Josef Ben Moha of New Jersey donated $48,100 to Cantor’s Victory Fund on April 11, 2008 — his only campaign donation in US records. Moha is listed as managing director of Livono (or Livorno) Partners, whose CEO Ben Zion Suky also donated $48,100 to Cantor on the same date. Suky serves as the “right-hand man … translator, gatekeeper and conduit to the outside world” for Pinto, the Forward reported last year. He also owns property with Rabbi Pinto’s wife, as well as a porn DVD distribution business.
Haim Milo Revah, a real estate developer from California who has credited Pinto with offering successful business advice, donated $48,100 to Cantor on April 21, 2008, records show.

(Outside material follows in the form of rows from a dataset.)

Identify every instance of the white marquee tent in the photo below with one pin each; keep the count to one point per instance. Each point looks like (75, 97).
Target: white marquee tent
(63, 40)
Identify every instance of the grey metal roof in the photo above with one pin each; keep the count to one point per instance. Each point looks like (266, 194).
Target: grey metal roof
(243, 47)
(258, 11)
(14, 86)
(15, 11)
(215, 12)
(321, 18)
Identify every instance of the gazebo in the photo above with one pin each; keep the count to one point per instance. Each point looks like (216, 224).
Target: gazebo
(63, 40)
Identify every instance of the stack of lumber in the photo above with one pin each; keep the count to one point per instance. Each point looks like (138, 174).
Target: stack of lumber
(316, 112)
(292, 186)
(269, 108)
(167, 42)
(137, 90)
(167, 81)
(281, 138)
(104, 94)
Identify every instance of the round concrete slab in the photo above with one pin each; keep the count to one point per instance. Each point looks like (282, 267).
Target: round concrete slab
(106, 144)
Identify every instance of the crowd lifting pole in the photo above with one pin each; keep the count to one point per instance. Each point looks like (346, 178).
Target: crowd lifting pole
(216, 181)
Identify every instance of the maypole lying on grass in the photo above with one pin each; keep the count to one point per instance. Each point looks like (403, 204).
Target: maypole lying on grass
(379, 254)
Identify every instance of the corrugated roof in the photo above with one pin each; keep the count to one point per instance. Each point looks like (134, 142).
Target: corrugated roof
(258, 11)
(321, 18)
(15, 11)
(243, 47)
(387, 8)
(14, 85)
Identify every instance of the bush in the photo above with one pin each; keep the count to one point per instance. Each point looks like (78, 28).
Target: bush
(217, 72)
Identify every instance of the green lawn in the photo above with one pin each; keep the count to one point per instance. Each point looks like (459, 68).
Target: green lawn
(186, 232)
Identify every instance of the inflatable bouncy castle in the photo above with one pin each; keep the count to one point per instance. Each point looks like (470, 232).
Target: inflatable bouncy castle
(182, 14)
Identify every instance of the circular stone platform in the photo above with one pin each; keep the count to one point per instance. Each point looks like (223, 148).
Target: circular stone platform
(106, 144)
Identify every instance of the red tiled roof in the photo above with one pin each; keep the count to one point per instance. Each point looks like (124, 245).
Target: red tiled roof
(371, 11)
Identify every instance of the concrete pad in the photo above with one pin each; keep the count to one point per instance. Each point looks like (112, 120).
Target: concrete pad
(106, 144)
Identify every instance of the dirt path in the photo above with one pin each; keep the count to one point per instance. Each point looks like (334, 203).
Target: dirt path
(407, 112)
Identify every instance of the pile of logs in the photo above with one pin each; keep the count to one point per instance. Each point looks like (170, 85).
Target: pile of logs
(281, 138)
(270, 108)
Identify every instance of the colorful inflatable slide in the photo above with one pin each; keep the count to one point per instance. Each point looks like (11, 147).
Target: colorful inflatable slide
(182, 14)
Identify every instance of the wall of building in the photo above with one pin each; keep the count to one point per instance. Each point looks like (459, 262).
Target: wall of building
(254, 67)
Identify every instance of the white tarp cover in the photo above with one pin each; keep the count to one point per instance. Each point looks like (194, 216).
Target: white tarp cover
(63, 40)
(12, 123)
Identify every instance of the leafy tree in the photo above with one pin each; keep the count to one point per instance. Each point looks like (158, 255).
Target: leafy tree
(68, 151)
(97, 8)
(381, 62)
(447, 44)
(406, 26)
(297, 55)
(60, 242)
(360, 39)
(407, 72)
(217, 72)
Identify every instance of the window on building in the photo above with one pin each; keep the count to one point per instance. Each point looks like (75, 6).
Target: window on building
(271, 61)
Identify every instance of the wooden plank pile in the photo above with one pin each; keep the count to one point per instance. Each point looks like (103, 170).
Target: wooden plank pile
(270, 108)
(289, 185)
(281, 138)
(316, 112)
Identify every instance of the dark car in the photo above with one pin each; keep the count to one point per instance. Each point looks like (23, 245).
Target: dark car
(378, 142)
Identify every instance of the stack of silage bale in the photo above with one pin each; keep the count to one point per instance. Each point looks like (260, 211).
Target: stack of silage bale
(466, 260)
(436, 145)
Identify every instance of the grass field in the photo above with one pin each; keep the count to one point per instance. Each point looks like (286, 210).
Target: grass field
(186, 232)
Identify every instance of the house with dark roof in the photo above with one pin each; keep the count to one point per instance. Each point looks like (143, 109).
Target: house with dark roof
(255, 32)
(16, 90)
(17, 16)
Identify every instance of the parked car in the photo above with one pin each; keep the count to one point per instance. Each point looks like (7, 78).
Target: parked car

Real estate broker Haim Binstock, and his wife his wife, Gallya Binstock, together donated $91,600 to Cantor’s campaign on Oct. 31, 2008. Binstock’s business partner Ilan Bracha, and his wife, Mati Bracha, also donated $91,600 to Cantor’s campaign on the same date, campaign filings show. In 2008, Binstock and Bracha Manhattan property they planned to donate for use as a synagogue for Rabbi Pinto, they told The Wall Street Journal last year.
More recently, George Klein, described by The New York Times as a longtime Republican power broker who attends Pinto’s Shuva Israel congregation at 155 E. 58th St. in Manhattan, donated $50,000 to Cantor’s Victory Fund on Oct. 18, 2011, campaign filings show. Klein, who has donated to several other Republican candidates in smaller amounts, is also a member, with Cantor, of the Republican Jewish Coalition.

As I noted in yesterday’s article, Grimm is reportedly a close confidante of Israeli Prime Minister Benjamin Netanyahu, and the Israeli police seem to be trying to deliberately sabotage the FBI’s investigation of him.
The FBI is hoping to have Pinto testify against Grimm, but the rabbi has been charged in Israel with bribing a police official, a development which would compromise his credibility as a witness–presumably against Grimm or any other member of Congress who may have broken the law. A wiretap reportedly in the possession of the FBI has Israeli police threatening Pinto.
The case has been written about extensively by blogger Richard Silverstein, who has reported that among the allegations are that donors to Grimm’s 2010 campaign were promised green cards in return for their support (campaign contributions by non-citizens are illegal) and also that some of the donations exceeded the legal limit.
“There is no evidence of any impropriety in Cantor’s contacts with Rabbi Pinto,” notes the 2012 Al-Monitor report.